Question

Find the sum of all 3 digit numbers which leave the remainder 3 when divided by 5

Answer 1

first 3 digit number leave a remainder 3 when divided by 5 = 103

last 3 digit number leave a remainder 3 when divided by 5 = 998

common difference = 5

total terms

998 = 103 + (n-1)5

998 - 103 = (n-1)5

895 = (n-1)5

895÷5 = n-1

179 = n-1

n = 180

Sn =

$= \frac{n}{2} (2a + (n - 1)d) \\ = \frac{180}{2} (2 \times 103 + (180 - 1)5) \\ = 90(206 + (179 \times 5)) \\ = 90(206 + 895) \\ = 90 \times 1101 \\ = 99090$

Answer 2

Answer:

Step-by-step explanation:

Solution :-

We observe that 103 is the is the 1st three digit number and 998 is the last three digit number which leaves the remainder 3 when divided by 5.

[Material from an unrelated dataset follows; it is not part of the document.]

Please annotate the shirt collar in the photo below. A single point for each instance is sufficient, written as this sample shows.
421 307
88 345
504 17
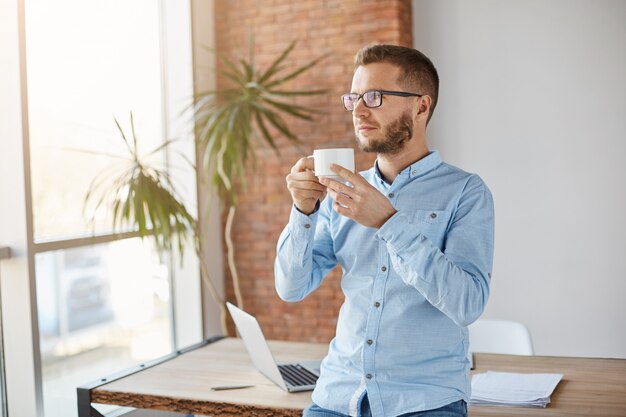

Therefore, AP = 103, 108, 113,.....,998

Here, a = 103, d = 5, nth term = 998

a(n) = a + (n - 1)d

⇒ 998 = 103 + (n - 1)5

⇒ 998 - 103 + 5 = 5n

⇒ 900 = 5n

⇒ n = 900/5

⇒ n = 180

Then, S(n) = n/2(2a + (n - 1)d)

⇒ S(n) = 180/2(2 × 103 + (180 - 1)5)

⇒ S(n) = 90(206 + 895)

⇒ S(n) = 90 × 1101

⇒ S(n) = 99090

Hence, the sum of all 3 digit number 99090.